Background: Mitochondrial dysfunction is an early feature of Alzheimer's disease (AD) and miR-195 is involved in mitochondrial disorder through targeting MFN-2 protein in hippocampal neurons of AD.
Objective: To clarify if administration of miR-195 inhibitor could enhance the memory deficits through improving hippocampal neuron mitochondrial dysfunction in SAMP8 mice.
Methods: The expression of miR-195 was detected by RT-qPCR in primary hippocampal neurons and HT-22 cells treated with Aβ1-42. Morris water maze (MWM) was used to assess the learning and memory function in SAMP8 mice administrated with antagomir-195. Transmission electron microscopy was employed to determine the morphological changes of synapses and mitochondria of hippocampus in SAMP8 mice. Mitochondrial respiration was measured using a high-resolution oxygraph.

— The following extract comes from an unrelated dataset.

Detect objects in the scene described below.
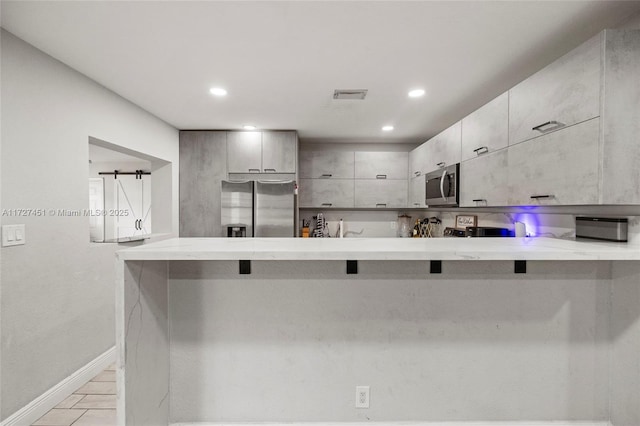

Results: The expression of miR-195 were upregulated in the primary hippocampal neurons and HT-22 cells induced by Aβ1-42. Inhibition of miR-195 ameliorated the mitochondrial dysfunction in HT-22 cells induced by Aβ1-42, including mitochondrial morphologic damages, mitochondrial membrane potential, respiration function, and ATP production. Administration of antagomir-195 by the third ventricle injection markedly ameliorated the cognitive function, postsynaptic density thickness, length of synaptic active area, mitochondrial aspect ratio, and area in hippocampus of SAMP8 mice. Finally, antagomir-195 was able to promote an increase in the activity of respiratory chain complex CI and II in SAMP8 mice.
Conclusion: This study demonstrated that miR-195 inhibitor ameliorated the cognitive impairment of AD mice by improving mitochondrial structure damages and dysfunction in the hippocampal neurons, which provide an experimental basis for further exploring the treatment strategy of AD.
Keywords: Alzheimer’s disease; cognitive dysfunction; microRNA-195; mitochondria; synaptic membranes.